20 4.3.3 Morphological Characterization Figure 4.13 FESEM image and corresponding EDAX spectrum of (a) Mg- YSZ and (b) Ba-YSZ The FESEM images of the transition metal doped YSZ (Figure 4.14) reveal agglomerated uniform sized spherical shaped nanoparticles whereas alkaline earth metal doped YSZ (Figure 4.13) exhibit irregular shape and non-uniform particle size distribution which is due to the low crystallinity. Further, the severe agglomerations of the particles are due to the change in surface energy considerably by the addition of dopants. The corresponding EDAX spectrum shows the composition of the elements present in the sample. The atomic ratio of Zr:Y:M (where M is the dopant metal ion) obtained from the EDAX analysis agrees well with the initial composition taken for synthesis of the nanomaterial.

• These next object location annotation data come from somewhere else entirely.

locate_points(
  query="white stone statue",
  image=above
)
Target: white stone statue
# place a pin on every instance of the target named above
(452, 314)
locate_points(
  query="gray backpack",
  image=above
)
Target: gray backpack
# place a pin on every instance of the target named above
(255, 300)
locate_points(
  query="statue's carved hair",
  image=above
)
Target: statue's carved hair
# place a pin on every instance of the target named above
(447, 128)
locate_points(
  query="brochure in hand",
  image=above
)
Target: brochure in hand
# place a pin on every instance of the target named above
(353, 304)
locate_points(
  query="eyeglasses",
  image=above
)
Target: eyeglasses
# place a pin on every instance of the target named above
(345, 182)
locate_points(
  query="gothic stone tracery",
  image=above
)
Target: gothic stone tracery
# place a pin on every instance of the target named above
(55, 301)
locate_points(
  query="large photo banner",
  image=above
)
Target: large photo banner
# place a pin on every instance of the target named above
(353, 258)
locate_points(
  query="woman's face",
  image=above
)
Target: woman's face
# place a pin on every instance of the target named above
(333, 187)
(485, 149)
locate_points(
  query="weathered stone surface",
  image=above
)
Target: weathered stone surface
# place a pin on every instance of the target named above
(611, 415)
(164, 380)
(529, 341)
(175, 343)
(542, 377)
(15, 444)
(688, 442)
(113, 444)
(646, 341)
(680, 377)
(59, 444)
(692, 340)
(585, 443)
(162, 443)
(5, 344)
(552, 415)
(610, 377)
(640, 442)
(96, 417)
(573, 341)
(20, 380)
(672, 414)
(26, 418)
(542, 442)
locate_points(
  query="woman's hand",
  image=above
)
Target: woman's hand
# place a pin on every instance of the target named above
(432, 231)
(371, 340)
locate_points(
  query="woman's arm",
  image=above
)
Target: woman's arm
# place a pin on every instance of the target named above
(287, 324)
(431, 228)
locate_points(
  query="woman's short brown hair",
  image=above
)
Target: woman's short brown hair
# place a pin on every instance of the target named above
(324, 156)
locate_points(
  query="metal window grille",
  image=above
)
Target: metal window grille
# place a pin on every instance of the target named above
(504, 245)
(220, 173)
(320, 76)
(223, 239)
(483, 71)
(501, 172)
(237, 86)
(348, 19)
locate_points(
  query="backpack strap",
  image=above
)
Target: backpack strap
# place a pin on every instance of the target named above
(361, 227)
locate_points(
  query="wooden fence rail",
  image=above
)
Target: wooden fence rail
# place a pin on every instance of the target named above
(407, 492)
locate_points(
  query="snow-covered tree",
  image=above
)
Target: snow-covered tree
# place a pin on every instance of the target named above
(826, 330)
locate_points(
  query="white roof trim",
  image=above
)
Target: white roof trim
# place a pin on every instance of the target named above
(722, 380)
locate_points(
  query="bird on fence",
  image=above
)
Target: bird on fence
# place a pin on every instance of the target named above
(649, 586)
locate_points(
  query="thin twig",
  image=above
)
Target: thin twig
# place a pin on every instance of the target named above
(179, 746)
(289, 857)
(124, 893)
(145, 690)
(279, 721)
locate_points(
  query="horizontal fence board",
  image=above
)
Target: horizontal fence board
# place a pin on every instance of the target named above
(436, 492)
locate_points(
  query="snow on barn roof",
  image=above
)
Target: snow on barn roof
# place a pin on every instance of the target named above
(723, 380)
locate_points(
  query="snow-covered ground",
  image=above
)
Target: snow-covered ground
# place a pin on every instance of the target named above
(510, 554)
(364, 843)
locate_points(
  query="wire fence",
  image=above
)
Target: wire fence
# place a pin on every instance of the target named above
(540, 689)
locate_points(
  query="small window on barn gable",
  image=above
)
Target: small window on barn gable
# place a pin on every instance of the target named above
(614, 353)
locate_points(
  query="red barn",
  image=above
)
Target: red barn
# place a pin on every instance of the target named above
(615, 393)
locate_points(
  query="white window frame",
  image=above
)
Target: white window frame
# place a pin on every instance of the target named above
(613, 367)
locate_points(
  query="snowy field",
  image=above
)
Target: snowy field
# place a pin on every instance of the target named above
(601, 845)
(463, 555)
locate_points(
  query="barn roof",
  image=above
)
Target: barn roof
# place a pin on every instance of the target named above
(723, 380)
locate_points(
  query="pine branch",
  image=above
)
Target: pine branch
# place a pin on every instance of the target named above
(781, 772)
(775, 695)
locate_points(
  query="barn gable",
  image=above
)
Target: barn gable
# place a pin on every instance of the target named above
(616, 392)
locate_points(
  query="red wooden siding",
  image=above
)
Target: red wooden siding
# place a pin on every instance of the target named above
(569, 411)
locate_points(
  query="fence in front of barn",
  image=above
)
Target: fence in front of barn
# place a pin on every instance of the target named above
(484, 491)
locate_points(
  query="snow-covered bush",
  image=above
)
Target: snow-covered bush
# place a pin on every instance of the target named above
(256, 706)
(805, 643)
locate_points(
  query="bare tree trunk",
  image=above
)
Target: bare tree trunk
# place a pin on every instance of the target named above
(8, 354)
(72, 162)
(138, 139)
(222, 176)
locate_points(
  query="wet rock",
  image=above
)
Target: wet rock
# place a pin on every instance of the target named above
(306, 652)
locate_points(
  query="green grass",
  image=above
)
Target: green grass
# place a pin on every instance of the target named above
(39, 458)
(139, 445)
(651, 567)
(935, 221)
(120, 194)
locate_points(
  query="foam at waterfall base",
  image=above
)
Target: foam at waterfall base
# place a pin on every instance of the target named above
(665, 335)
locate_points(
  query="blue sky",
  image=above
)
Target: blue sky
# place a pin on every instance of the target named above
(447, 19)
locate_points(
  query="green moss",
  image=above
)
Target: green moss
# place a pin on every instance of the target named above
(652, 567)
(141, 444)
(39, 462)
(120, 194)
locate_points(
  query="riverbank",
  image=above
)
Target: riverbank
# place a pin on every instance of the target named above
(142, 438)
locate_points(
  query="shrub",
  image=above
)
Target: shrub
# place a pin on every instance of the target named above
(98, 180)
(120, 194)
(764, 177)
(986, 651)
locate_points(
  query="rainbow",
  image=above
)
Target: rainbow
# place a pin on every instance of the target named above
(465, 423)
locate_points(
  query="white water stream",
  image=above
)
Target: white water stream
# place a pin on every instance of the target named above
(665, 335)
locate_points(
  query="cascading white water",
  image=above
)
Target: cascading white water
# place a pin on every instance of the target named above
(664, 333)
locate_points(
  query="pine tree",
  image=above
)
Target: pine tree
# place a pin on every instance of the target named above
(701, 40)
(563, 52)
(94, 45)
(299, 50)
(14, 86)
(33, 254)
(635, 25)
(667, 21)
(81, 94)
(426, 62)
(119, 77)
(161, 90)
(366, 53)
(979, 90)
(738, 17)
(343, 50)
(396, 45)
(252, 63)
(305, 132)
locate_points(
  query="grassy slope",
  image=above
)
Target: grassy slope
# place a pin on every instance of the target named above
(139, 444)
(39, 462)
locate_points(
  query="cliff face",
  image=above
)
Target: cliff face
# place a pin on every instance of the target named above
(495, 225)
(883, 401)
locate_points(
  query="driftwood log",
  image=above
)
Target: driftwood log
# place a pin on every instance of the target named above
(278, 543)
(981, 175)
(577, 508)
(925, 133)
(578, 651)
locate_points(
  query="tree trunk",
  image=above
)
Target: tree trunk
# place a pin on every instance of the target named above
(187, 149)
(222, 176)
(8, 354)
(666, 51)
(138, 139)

21 Figure 4.14 FESEM images of (a) Mn-YSZ, (b) Cu-YSZ (c) Ni-YSZ with corresponding EDAX spectrum and (d) Zn-YSZ with corresponding EDAX spectrum 4.4 CONCLUSION The dopants influence the crystal growth and phase of the material. Moreover, it can be inferred that crystallite size reduction can be made by addition of such dopants as it suppresses grain growth and crystallization. Usually a very smaller size of the particle (<10 nm) reduces crystallinity of the sample and the material exhibits amorphous nature. All the synthesized samples are nanosized <20 nm as determined from XRD analysis by using Scherrer formula. All the metal ion doped YSZ are predominantly cubic

22 phased. Crystallization delay was observed in Ba-YSZ compared to YSZ and other metal ion doped YSZ. For transition metal doped YSZ peak shifts to higher 2 value marked by decrease in lattice constant as a result of incorporation of metal ions into the YSZ lattice. Since diffraction peaks of tetragonal and cubic phase are closer to each other determination and confirmation of the phase in the case of broader peaks is impossible and still higher sophisticated analysis is required to refine the peak to get a improved report and absolute phase determination. Variation of intensity of the diffraction peaks was observed associated with the vacancy concentrations which are consistent with the PL results. FTIR confirms the formation of the material. Red shift in reflectance spectra was observed due to formation of new energy levels in the forbidden gap. Band gap energy of various metal ion doped YSZ have been determined by using KM plot. Ba-YSZ and Zn-YSZ show high values of energy band gap which is due to quantum confinement effect. From the photoluminescence spectra, the observed UV emission evidences the presence of of F-centres in the sample. Ba-YSZ and Zn-YSZ shows a very broad peak in the green region due to quantum confinement of reduced particle size and the presence of oxygen vacancy. This result was in good agreement with the determined higher band gap values. The surface morphology of the transition metal doped YSZ was observed to compose agglomerated almost uniform sized spherical nanoparticles whereas alkaline earth metal doped YSZ shows agglomerated irregular shaped non-uniform sized particles in the nano regime.